Wolansky T, Clement EA, Peters SR, Palczak MA, Dickson CT
J. Neurosci. 2006 Jun;26(23):6213-29
State-dependent EEG in the hippocampus (HPC) has traditionally been divided into two activity patterns: theta, a large-amplitude, regular oscillation with a bandwidth of 3-12 Hz, and large-amplitude irregular activity (LIA), a less regular signal with broadband characteristics. Both of these activity patterns have been linked to the memory functions subserved by the HPC. Here we describe, using extracellular field recording techniques in naturally sleeping and urethane-anesthetized rats, a novel state present during deactivated stages of sleep and anesthesia that is characterized by a prominent large-amplitude and slow frequency (< or =1 Hz) rhythm.

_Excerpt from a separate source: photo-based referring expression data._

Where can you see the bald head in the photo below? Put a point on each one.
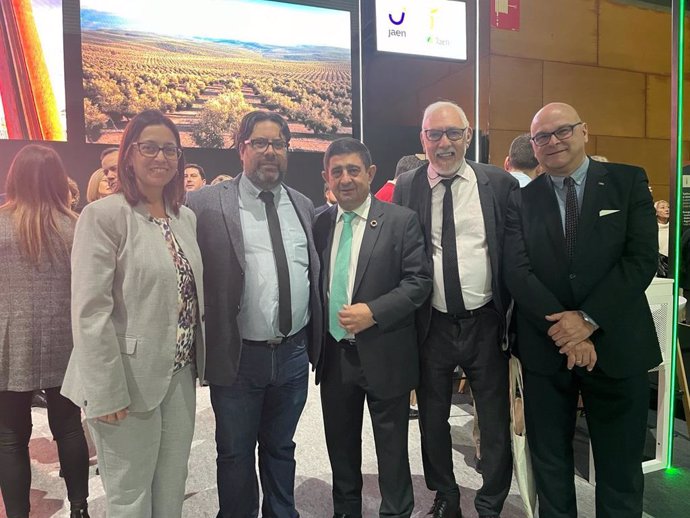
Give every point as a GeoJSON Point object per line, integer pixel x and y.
{"type": "Point", "coordinates": [567, 135]}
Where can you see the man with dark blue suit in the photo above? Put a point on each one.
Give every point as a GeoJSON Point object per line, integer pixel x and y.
{"type": "Point", "coordinates": [263, 318]}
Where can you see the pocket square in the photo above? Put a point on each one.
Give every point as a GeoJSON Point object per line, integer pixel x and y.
{"type": "Point", "coordinates": [606, 212]}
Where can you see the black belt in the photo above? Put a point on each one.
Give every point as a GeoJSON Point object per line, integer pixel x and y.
{"type": "Point", "coordinates": [464, 314]}
{"type": "Point", "coordinates": [273, 342]}
{"type": "Point", "coordinates": [345, 343]}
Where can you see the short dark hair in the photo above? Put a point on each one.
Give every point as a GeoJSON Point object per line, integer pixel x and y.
{"type": "Point", "coordinates": [198, 168]}
{"type": "Point", "coordinates": [252, 119]}
{"type": "Point", "coordinates": [345, 146]}
{"type": "Point", "coordinates": [173, 192]}
{"type": "Point", "coordinates": [521, 154]}
{"type": "Point", "coordinates": [407, 163]}
{"type": "Point", "coordinates": [107, 151]}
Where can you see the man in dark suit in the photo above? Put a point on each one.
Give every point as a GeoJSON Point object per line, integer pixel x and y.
{"type": "Point", "coordinates": [581, 248]}
{"type": "Point", "coordinates": [263, 318]}
{"type": "Point", "coordinates": [375, 275]}
{"type": "Point", "coordinates": [461, 205]}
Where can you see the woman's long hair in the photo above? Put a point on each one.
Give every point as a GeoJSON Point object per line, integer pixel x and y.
{"type": "Point", "coordinates": [37, 193]}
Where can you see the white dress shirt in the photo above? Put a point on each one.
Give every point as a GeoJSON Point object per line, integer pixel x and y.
{"type": "Point", "coordinates": [359, 224]}
{"type": "Point", "coordinates": [470, 236]}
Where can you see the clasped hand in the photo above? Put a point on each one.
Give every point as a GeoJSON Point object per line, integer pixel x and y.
{"type": "Point", "coordinates": [355, 318]}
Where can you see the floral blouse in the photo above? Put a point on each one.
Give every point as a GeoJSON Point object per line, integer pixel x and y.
{"type": "Point", "coordinates": [186, 298]}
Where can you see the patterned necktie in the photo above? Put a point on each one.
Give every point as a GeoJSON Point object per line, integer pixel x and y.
{"type": "Point", "coordinates": [284, 297]}
{"type": "Point", "coordinates": [451, 274]}
{"type": "Point", "coordinates": [571, 215]}
{"type": "Point", "coordinates": [340, 278]}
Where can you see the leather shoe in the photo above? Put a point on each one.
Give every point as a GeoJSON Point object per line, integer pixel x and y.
{"type": "Point", "coordinates": [442, 508]}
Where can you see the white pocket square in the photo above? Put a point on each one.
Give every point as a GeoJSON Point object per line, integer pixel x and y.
{"type": "Point", "coordinates": [606, 212]}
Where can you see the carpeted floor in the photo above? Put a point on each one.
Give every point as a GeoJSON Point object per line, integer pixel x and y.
{"type": "Point", "coordinates": [667, 494]}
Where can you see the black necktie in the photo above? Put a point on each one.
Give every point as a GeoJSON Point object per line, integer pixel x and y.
{"type": "Point", "coordinates": [571, 211]}
{"type": "Point", "coordinates": [284, 299]}
{"type": "Point", "coordinates": [451, 275]}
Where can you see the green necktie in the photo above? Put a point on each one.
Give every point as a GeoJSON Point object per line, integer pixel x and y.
{"type": "Point", "coordinates": [339, 278]}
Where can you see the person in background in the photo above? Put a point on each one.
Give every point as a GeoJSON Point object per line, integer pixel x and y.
{"type": "Point", "coordinates": [221, 178]}
{"type": "Point", "coordinates": [370, 342]}
{"type": "Point", "coordinates": [36, 231]}
{"type": "Point", "coordinates": [460, 205]}
{"type": "Point", "coordinates": [263, 321]}
{"type": "Point", "coordinates": [663, 209]}
{"type": "Point", "coordinates": [109, 164]}
{"type": "Point", "coordinates": [98, 186]}
{"type": "Point", "coordinates": [74, 194]}
{"type": "Point", "coordinates": [406, 163]}
{"type": "Point", "coordinates": [194, 177]}
{"type": "Point", "coordinates": [521, 162]}
{"type": "Point", "coordinates": [137, 313]}
{"type": "Point", "coordinates": [580, 250]}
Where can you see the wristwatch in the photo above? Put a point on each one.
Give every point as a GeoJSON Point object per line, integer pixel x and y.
{"type": "Point", "coordinates": [588, 319]}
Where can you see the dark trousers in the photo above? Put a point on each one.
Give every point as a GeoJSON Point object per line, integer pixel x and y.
{"type": "Point", "coordinates": [264, 404]}
{"type": "Point", "coordinates": [343, 391]}
{"type": "Point", "coordinates": [64, 418]}
{"type": "Point", "coordinates": [471, 343]}
{"type": "Point", "coordinates": [616, 411]}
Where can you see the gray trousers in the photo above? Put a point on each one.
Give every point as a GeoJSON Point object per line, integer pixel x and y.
{"type": "Point", "coordinates": [143, 458]}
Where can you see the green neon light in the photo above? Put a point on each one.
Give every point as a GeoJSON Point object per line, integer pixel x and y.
{"type": "Point", "coordinates": [678, 215]}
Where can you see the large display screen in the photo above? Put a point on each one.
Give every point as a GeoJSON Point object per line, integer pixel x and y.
{"type": "Point", "coordinates": [210, 63]}
{"type": "Point", "coordinates": [32, 70]}
{"type": "Point", "coordinates": [433, 28]}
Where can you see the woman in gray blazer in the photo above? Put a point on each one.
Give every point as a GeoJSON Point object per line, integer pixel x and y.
{"type": "Point", "coordinates": [137, 313]}
{"type": "Point", "coordinates": [36, 229]}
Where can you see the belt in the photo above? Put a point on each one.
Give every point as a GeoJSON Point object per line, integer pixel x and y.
{"type": "Point", "coordinates": [463, 314]}
{"type": "Point", "coordinates": [345, 343]}
{"type": "Point", "coordinates": [272, 342]}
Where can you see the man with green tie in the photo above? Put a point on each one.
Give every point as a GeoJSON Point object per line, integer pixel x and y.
{"type": "Point", "coordinates": [375, 275]}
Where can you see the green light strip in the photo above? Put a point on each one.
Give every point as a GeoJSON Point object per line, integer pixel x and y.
{"type": "Point", "coordinates": [679, 223]}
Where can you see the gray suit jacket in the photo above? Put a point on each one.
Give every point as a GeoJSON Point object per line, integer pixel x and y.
{"type": "Point", "coordinates": [219, 233]}
{"type": "Point", "coordinates": [495, 187]}
{"type": "Point", "coordinates": [35, 329]}
{"type": "Point", "coordinates": [125, 307]}
{"type": "Point", "coordinates": [393, 277]}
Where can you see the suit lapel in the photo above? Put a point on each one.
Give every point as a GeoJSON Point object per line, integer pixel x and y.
{"type": "Point", "coordinates": [230, 208]}
{"type": "Point", "coordinates": [372, 231]}
{"type": "Point", "coordinates": [591, 203]}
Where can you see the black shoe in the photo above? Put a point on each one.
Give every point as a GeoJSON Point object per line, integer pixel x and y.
{"type": "Point", "coordinates": [38, 400]}
{"type": "Point", "coordinates": [442, 508]}
{"type": "Point", "coordinates": [79, 511]}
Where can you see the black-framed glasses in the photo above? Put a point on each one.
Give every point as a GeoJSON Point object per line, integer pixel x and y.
{"type": "Point", "coordinates": [452, 134]}
{"type": "Point", "coordinates": [562, 133]}
{"type": "Point", "coordinates": [151, 150]}
{"type": "Point", "coordinates": [261, 144]}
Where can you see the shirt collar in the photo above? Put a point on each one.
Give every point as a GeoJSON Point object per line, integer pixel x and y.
{"type": "Point", "coordinates": [435, 178]}
{"type": "Point", "coordinates": [248, 187]}
{"type": "Point", "coordinates": [578, 175]}
{"type": "Point", "coordinates": [362, 211]}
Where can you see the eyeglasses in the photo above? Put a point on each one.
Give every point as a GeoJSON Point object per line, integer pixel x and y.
{"type": "Point", "coordinates": [562, 133]}
{"type": "Point", "coordinates": [151, 150]}
{"type": "Point", "coordinates": [452, 134]}
{"type": "Point", "coordinates": [261, 144]}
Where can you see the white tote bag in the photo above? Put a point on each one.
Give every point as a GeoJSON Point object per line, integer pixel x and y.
{"type": "Point", "coordinates": [521, 459]}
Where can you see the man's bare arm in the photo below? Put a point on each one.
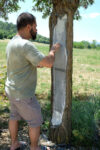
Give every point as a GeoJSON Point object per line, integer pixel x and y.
{"type": "Point", "coordinates": [48, 61]}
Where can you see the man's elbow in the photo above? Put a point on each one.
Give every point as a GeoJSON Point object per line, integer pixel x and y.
{"type": "Point", "coordinates": [49, 66]}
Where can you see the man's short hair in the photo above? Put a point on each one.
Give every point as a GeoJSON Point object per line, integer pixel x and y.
{"type": "Point", "coordinates": [24, 19]}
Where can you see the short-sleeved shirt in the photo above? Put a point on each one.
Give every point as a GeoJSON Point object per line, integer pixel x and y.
{"type": "Point", "coordinates": [22, 60]}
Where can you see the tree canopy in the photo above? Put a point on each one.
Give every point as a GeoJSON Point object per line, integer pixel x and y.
{"type": "Point", "coordinates": [8, 6]}
{"type": "Point", "coordinates": [44, 6]}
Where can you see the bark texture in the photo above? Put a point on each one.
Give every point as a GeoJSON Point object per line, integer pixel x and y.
{"type": "Point", "coordinates": [62, 133]}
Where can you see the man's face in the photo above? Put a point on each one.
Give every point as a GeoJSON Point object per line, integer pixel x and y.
{"type": "Point", "coordinates": [33, 31]}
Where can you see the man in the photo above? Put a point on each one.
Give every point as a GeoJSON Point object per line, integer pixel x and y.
{"type": "Point", "coordinates": [23, 58]}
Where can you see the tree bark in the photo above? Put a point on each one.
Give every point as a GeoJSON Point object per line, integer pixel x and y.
{"type": "Point", "coordinates": [61, 95]}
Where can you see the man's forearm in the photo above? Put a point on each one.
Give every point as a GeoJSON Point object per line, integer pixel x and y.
{"type": "Point", "coordinates": [48, 61]}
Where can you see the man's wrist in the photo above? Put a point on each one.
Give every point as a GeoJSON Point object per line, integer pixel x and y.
{"type": "Point", "coordinates": [52, 52]}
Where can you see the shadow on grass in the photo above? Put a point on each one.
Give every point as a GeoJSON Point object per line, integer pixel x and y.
{"type": "Point", "coordinates": [85, 120]}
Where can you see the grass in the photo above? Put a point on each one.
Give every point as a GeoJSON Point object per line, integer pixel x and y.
{"type": "Point", "coordinates": [86, 93]}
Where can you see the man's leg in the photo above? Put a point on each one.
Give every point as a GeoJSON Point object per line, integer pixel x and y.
{"type": "Point", "coordinates": [13, 129]}
{"type": "Point", "coordinates": [34, 134]}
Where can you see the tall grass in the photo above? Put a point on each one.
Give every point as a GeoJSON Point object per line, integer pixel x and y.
{"type": "Point", "coordinates": [86, 92]}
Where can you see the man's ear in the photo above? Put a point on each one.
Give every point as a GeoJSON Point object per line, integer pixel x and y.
{"type": "Point", "coordinates": [28, 27]}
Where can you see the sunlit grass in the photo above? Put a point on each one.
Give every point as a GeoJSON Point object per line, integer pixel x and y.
{"type": "Point", "coordinates": [86, 91]}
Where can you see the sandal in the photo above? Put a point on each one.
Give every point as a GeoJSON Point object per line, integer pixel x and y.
{"type": "Point", "coordinates": [22, 146]}
{"type": "Point", "coordinates": [43, 147]}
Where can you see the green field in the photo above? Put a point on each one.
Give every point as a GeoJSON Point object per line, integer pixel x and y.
{"type": "Point", "coordinates": [86, 93]}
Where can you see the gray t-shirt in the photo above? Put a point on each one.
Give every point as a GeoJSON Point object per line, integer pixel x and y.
{"type": "Point", "coordinates": [22, 60]}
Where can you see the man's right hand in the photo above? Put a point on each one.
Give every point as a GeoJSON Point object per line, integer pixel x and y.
{"type": "Point", "coordinates": [56, 47]}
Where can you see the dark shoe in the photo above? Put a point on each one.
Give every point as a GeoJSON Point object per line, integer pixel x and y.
{"type": "Point", "coordinates": [23, 145]}
{"type": "Point", "coordinates": [43, 147]}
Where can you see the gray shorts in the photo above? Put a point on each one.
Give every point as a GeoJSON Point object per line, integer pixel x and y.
{"type": "Point", "coordinates": [27, 109]}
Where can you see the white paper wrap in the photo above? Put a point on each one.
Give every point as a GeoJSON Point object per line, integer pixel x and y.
{"type": "Point", "coordinates": [59, 72]}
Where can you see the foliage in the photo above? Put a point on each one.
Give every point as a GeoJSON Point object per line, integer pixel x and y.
{"type": "Point", "coordinates": [8, 6]}
{"type": "Point", "coordinates": [86, 44]}
{"type": "Point", "coordinates": [8, 30]}
{"type": "Point", "coordinates": [46, 6]}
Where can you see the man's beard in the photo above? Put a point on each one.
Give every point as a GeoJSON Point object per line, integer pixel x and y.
{"type": "Point", "coordinates": [33, 34]}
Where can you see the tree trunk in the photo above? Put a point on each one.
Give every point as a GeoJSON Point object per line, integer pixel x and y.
{"type": "Point", "coordinates": [61, 30]}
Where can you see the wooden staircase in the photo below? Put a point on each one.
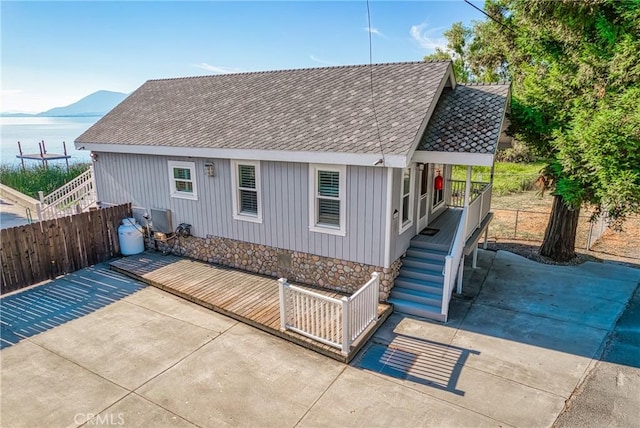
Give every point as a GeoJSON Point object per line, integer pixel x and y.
{"type": "Point", "coordinates": [419, 286]}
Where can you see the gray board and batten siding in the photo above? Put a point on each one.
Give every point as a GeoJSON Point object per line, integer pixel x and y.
{"type": "Point", "coordinates": [144, 181]}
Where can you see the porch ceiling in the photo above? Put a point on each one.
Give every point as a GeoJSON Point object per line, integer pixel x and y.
{"type": "Point", "coordinates": [453, 158]}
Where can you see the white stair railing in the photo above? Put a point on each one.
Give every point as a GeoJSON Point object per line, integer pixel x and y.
{"type": "Point", "coordinates": [72, 198]}
{"type": "Point", "coordinates": [334, 322]}
{"type": "Point", "coordinates": [452, 262]}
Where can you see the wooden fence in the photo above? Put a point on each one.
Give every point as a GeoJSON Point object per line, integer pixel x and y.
{"type": "Point", "coordinates": [47, 249]}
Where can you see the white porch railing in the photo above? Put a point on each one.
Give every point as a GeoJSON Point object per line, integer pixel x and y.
{"type": "Point", "coordinates": [452, 264]}
{"type": "Point", "coordinates": [72, 198]}
{"type": "Point", "coordinates": [478, 209]}
{"type": "Point", "coordinates": [334, 322]}
{"type": "Point", "coordinates": [471, 218]}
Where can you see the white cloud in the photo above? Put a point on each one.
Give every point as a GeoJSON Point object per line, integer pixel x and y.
{"type": "Point", "coordinates": [424, 36]}
{"type": "Point", "coordinates": [217, 69]}
{"type": "Point", "coordinates": [374, 30]}
{"type": "Point", "coordinates": [318, 60]}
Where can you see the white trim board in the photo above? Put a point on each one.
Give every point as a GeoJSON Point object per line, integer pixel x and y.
{"type": "Point", "coordinates": [330, 158]}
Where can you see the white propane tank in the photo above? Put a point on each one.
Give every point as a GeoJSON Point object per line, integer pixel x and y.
{"type": "Point", "coordinates": [130, 237]}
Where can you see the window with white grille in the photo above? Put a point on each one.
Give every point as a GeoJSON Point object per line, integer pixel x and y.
{"type": "Point", "coordinates": [327, 199]}
{"type": "Point", "coordinates": [246, 190]}
{"type": "Point", "coordinates": [182, 180]}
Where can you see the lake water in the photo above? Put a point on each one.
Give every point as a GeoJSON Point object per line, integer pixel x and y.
{"type": "Point", "coordinates": [53, 130]}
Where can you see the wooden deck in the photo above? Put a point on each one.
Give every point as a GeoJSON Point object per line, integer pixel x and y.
{"type": "Point", "coordinates": [250, 298]}
{"type": "Point", "coordinates": [447, 222]}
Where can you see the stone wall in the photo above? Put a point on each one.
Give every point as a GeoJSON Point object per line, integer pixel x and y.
{"type": "Point", "coordinates": [335, 274]}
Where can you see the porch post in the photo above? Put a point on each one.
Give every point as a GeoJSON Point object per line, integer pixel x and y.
{"type": "Point", "coordinates": [475, 257]}
{"type": "Point", "coordinates": [282, 283]}
{"type": "Point", "coordinates": [467, 199]}
{"type": "Point", "coordinates": [460, 273]}
{"type": "Point", "coordinates": [493, 168]}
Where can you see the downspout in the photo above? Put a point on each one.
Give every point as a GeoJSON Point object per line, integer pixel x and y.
{"type": "Point", "coordinates": [389, 218]}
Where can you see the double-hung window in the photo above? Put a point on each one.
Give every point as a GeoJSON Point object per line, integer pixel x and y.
{"type": "Point", "coordinates": [245, 179]}
{"type": "Point", "coordinates": [182, 180]}
{"type": "Point", "coordinates": [406, 207]}
{"type": "Point", "coordinates": [327, 211]}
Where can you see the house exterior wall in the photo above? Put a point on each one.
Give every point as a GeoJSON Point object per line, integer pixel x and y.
{"type": "Point", "coordinates": [144, 181]}
{"type": "Point", "coordinates": [400, 241]}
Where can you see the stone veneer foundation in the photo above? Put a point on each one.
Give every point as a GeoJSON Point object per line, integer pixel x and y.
{"type": "Point", "coordinates": [334, 274]}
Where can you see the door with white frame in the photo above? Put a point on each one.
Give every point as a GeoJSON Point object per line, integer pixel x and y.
{"type": "Point", "coordinates": [423, 197]}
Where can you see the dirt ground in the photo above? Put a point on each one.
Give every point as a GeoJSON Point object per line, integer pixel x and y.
{"type": "Point", "coordinates": [520, 221]}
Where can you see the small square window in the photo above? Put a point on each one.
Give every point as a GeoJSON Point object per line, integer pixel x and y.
{"type": "Point", "coordinates": [182, 180]}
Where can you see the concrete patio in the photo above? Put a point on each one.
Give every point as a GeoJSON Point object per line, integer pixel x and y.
{"type": "Point", "coordinates": [518, 344]}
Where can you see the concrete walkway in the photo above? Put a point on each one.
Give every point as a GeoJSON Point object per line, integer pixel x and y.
{"type": "Point", "coordinates": [519, 343]}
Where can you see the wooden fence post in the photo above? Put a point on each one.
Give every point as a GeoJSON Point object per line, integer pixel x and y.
{"type": "Point", "coordinates": [282, 283]}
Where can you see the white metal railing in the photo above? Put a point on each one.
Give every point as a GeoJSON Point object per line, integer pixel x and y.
{"type": "Point", "coordinates": [334, 322]}
{"type": "Point", "coordinates": [458, 188]}
{"type": "Point", "coordinates": [72, 198]}
{"type": "Point", "coordinates": [452, 262]}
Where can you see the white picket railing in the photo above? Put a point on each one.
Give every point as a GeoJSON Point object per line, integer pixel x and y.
{"type": "Point", "coordinates": [452, 264]}
{"type": "Point", "coordinates": [334, 322]}
{"type": "Point", "coordinates": [478, 209]}
{"type": "Point", "coordinates": [458, 188]}
{"type": "Point", "coordinates": [72, 198]}
{"type": "Point", "coordinates": [470, 219]}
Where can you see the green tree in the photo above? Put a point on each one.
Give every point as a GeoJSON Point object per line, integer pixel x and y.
{"type": "Point", "coordinates": [458, 37]}
{"type": "Point", "coordinates": [575, 71]}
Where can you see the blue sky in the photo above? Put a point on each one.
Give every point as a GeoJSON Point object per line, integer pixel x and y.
{"type": "Point", "coordinates": [54, 53]}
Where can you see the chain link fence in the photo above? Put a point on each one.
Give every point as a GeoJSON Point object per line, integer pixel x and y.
{"type": "Point", "coordinates": [523, 225]}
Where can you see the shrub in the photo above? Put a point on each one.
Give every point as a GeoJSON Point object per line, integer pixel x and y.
{"type": "Point", "coordinates": [519, 153]}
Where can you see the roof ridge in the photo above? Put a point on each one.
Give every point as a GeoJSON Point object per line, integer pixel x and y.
{"type": "Point", "coordinates": [501, 82]}
{"type": "Point", "coordinates": [241, 73]}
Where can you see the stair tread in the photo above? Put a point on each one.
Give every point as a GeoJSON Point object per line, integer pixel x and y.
{"type": "Point", "coordinates": [421, 270]}
{"type": "Point", "coordinates": [420, 306]}
{"type": "Point", "coordinates": [418, 281]}
{"type": "Point", "coordinates": [416, 293]}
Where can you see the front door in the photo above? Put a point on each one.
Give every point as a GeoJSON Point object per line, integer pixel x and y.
{"type": "Point", "coordinates": [423, 198]}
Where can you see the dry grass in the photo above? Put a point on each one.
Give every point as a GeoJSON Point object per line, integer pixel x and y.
{"type": "Point", "coordinates": [532, 213]}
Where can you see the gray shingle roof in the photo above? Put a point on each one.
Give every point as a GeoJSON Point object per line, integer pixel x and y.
{"type": "Point", "coordinates": [467, 119]}
{"type": "Point", "coordinates": [316, 110]}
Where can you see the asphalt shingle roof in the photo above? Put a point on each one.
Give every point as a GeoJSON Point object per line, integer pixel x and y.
{"type": "Point", "coordinates": [316, 110]}
{"type": "Point", "coordinates": [467, 119]}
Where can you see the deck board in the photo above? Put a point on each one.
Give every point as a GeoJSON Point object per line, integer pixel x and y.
{"type": "Point", "coordinates": [250, 298]}
{"type": "Point", "coordinates": [447, 222]}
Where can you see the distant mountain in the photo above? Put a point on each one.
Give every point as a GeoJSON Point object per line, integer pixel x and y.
{"type": "Point", "coordinates": [97, 104]}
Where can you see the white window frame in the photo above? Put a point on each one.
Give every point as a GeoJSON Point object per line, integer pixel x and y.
{"type": "Point", "coordinates": [412, 179]}
{"type": "Point", "coordinates": [235, 191]}
{"type": "Point", "coordinates": [314, 226]}
{"type": "Point", "coordinates": [175, 193]}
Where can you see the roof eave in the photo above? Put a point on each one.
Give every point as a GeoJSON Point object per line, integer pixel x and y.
{"type": "Point", "coordinates": [449, 76]}
{"type": "Point", "coordinates": [331, 158]}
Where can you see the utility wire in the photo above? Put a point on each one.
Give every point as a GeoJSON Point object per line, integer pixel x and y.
{"type": "Point", "coordinates": [373, 103]}
{"type": "Point", "coordinates": [489, 16]}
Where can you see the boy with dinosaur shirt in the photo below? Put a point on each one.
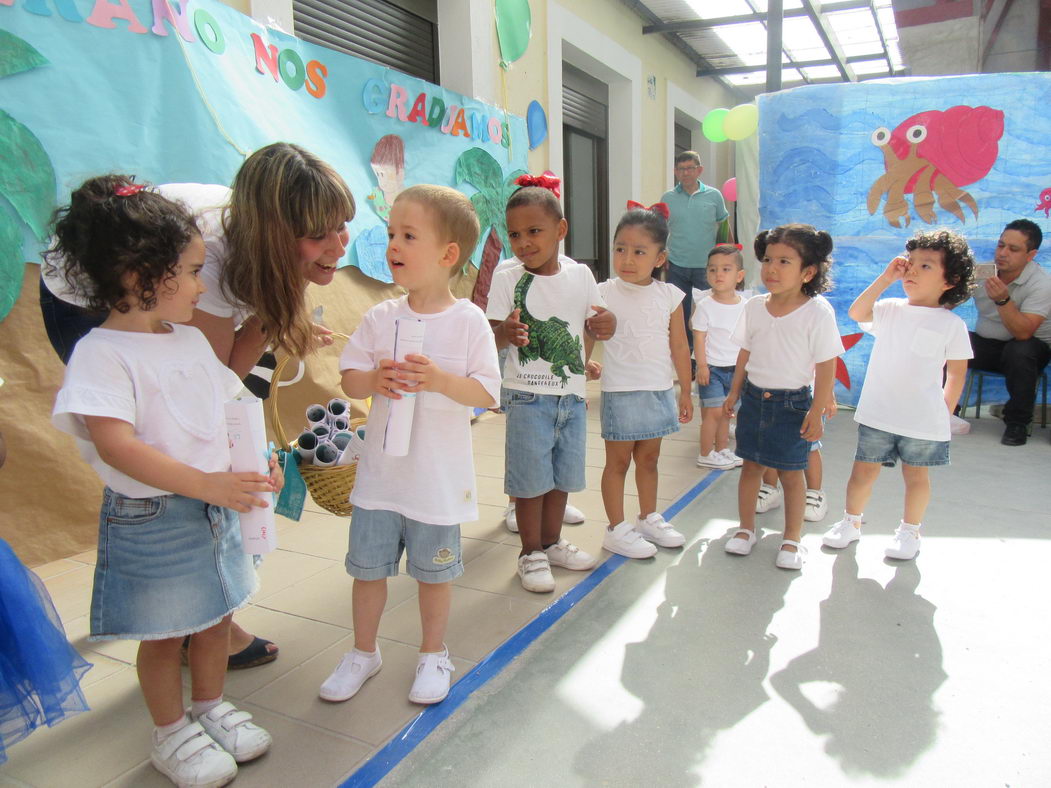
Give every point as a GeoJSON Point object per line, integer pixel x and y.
{"type": "Point", "coordinates": [544, 308]}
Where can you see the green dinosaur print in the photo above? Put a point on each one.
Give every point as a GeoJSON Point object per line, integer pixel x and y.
{"type": "Point", "coordinates": [549, 339]}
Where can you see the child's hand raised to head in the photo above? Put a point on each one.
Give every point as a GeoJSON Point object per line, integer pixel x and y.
{"type": "Point", "coordinates": [515, 331]}
{"type": "Point", "coordinates": [602, 325]}
{"type": "Point", "coordinates": [234, 490]}
{"type": "Point", "coordinates": [685, 407]}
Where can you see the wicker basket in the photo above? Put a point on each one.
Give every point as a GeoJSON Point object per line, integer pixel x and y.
{"type": "Point", "coordinates": [329, 486]}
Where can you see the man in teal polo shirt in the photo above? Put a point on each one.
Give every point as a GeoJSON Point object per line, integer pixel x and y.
{"type": "Point", "coordinates": [697, 211]}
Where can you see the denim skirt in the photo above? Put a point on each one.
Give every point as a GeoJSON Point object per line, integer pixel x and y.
{"type": "Point", "coordinates": [638, 415]}
{"type": "Point", "coordinates": [167, 566]}
{"type": "Point", "coordinates": [768, 424]}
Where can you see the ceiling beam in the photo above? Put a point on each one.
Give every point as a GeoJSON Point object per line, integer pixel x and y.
{"type": "Point", "coordinates": [827, 36]}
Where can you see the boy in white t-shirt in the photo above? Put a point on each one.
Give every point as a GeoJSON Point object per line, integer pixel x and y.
{"type": "Point", "coordinates": [415, 503]}
{"type": "Point", "coordinates": [904, 409]}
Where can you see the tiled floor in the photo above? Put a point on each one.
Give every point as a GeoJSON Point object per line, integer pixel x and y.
{"type": "Point", "coordinates": [304, 605]}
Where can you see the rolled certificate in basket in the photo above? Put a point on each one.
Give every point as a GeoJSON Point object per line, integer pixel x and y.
{"type": "Point", "coordinates": [306, 444]}
{"type": "Point", "coordinates": [316, 414]}
{"type": "Point", "coordinates": [338, 409]}
{"type": "Point", "coordinates": [246, 429]}
{"type": "Point", "coordinates": [352, 452]}
{"type": "Point", "coordinates": [326, 454]}
{"type": "Point", "coordinates": [408, 339]}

We have called this activity the hippocampal slow oscillation (SO) because of its similarity and correspondence with the previously described neocortical SO. Almost all hippocampal units recorded exhibited differential spiking behavior during the SO as compared with other states. Although the hippocampal SO occurred in situations similar to the neocortical SO, it demonstrated some independence in its initiation, coordination, and coherence. The SO was abolished by sensory stimulation or cholinergic agonism and was enhanced by increasing anesthetic depth or muscarinic receptor antagonism. Laminar profile analyses of the SO showed a phase shift and prominent current sink-source alternations in stratum lacunosum-moleculare of CA1. This, along with correlated slow oscillatory field and multiunit activity in superficial entorhinal cortex suggests that the hippocampal SO may be coordinated with slow neocortical activity through input arriving via the temporo-ammonic pathway. This novel state may present a favorable milieu for synchronization-dependent synaptic plasticity within and between hippocampal and neocortical ensembles.